Tuesday, March 20, 2012

Romney, in Illinois victory speech, misstates Obama administration policy on child farm labor

Photo by Steven Senne, The Associated Press
Mitt Romney easily won the Illinois presidential primary tonight, and gave a good victory speech to a national TV audience. But on at least one point, the former Massachusetts governor strayed from the facts, as he has been increasingly prone to do.

In reciting a litany of over-regulation by the Obama administration, Romney said, "They even tell farmers what their kids can do on their farms." That's not quite worthy of a "Pants on Fire" from PolitiFact, but it's worth a strong reproof from FactCheck.org, and from us, because the plain language of it is wrong. (UPDATE, March 22: FactCheck picked up on this item and published an analysis that confirms it.)

The Obama administration initially proposed a regulation that would have allowed children under 16 to do farm work only on farms wholly owned by their parents, excluding grandparents, uncles, aunts and so on.

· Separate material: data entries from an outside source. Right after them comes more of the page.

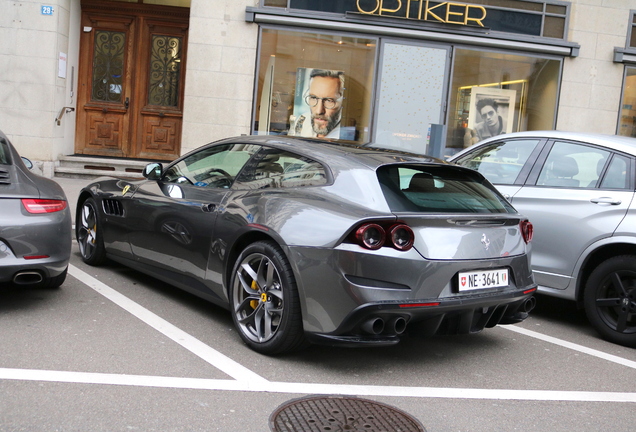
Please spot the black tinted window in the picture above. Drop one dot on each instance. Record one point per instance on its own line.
(4, 153)
(215, 166)
(274, 168)
(439, 189)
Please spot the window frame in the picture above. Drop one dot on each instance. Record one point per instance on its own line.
(541, 160)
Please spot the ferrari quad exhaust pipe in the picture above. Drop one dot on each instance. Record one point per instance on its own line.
(397, 325)
(27, 278)
(377, 325)
(528, 305)
(373, 326)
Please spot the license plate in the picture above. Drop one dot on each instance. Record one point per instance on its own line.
(481, 279)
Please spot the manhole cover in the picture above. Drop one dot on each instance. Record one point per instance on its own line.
(340, 413)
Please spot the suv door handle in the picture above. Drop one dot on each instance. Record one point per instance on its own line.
(606, 200)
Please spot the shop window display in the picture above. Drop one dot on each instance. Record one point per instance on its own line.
(313, 84)
(495, 93)
(627, 121)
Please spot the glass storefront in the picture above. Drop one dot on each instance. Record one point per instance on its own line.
(312, 84)
(517, 92)
(627, 120)
(395, 92)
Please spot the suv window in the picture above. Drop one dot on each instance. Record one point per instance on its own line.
(275, 168)
(573, 165)
(439, 189)
(616, 176)
(502, 161)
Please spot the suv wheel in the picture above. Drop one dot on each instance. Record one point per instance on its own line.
(610, 299)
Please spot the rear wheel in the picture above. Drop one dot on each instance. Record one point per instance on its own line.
(610, 300)
(264, 298)
(89, 235)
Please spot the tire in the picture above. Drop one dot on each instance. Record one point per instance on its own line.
(55, 282)
(264, 300)
(89, 235)
(610, 300)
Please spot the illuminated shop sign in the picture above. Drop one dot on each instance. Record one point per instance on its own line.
(425, 10)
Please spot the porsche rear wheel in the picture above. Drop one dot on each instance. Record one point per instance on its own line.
(89, 235)
(264, 299)
(610, 300)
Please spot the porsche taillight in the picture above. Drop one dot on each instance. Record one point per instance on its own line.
(527, 230)
(38, 206)
(373, 236)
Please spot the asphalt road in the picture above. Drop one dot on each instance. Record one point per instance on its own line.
(115, 350)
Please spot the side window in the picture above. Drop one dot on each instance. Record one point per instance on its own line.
(573, 165)
(3, 154)
(274, 168)
(500, 162)
(616, 176)
(215, 166)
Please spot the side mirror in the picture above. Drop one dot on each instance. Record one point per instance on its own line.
(153, 171)
(27, 162)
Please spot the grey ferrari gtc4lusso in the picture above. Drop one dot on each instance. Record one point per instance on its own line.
(310, 241)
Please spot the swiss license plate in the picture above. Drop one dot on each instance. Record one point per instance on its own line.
(481, 279)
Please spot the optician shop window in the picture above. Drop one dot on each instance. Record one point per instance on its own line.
(313, 84)
(627, 120)
(494, 93)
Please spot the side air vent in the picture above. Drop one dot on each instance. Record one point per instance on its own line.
(4, 177)
(113, 207)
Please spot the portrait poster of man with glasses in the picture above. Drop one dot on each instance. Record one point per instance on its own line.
(318, 104)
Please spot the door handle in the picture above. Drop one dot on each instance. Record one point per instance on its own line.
(606, 200)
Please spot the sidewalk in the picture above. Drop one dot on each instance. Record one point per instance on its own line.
(72, 189)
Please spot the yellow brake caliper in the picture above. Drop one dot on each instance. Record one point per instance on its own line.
(254, 303)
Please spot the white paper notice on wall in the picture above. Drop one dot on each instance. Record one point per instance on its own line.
(61, 65)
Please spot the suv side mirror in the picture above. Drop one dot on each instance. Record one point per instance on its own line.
(27, 162)
(153, 171)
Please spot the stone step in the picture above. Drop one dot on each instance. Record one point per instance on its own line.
(92, 167)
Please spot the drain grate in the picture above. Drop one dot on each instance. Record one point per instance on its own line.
(340, 414)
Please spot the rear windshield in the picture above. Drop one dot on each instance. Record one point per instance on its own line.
(439, 189)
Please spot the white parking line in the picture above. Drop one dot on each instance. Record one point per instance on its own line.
(309, 388)
(246, 380)
(580, 348)
(210, 355)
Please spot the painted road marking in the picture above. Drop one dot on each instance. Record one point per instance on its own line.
(565, 344)
(210, 355)
(246, 380)
(309, 388)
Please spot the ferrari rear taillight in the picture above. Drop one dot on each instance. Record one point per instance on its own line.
(372, 235)
(38, 206)
(402, 237)
(527, 230)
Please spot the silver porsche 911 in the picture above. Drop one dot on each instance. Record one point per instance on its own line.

After farmers complained that the proposed ignored changes in corporate structure over the past few decades and the devices that farm families use to transfer ownership between generations, sometimes gradually, the Department of Labor backed off and said it would issue a rule that took those factors into account.

In the meantime, the department said its policy would revert to a 1966 federal law that prohibits children from doing certain hazardous jobs on farms but "allows children of any age who are employed by their parent, or a person standing in the place of a parent, to perform any job on a farm owned or operated by their parent or such person standing in the place of a parent," a department press release noted.

In 2002 or perhaps earlier, the department began interpreting "owned" to mean "wholly owned," and the proposed regulation would have formalized that policy, a department official said. Now, until the revised regulation is adopted, it will revert to the previous definition of "substantially owned." Asked what that phrase means, the official talked instead about the rule to come: "It clearly will allow for a variety of corporate structures and family owners of a farm while still meeting the intent of Congress that the parent is in a unique position to look out for the welfare of the child in that context."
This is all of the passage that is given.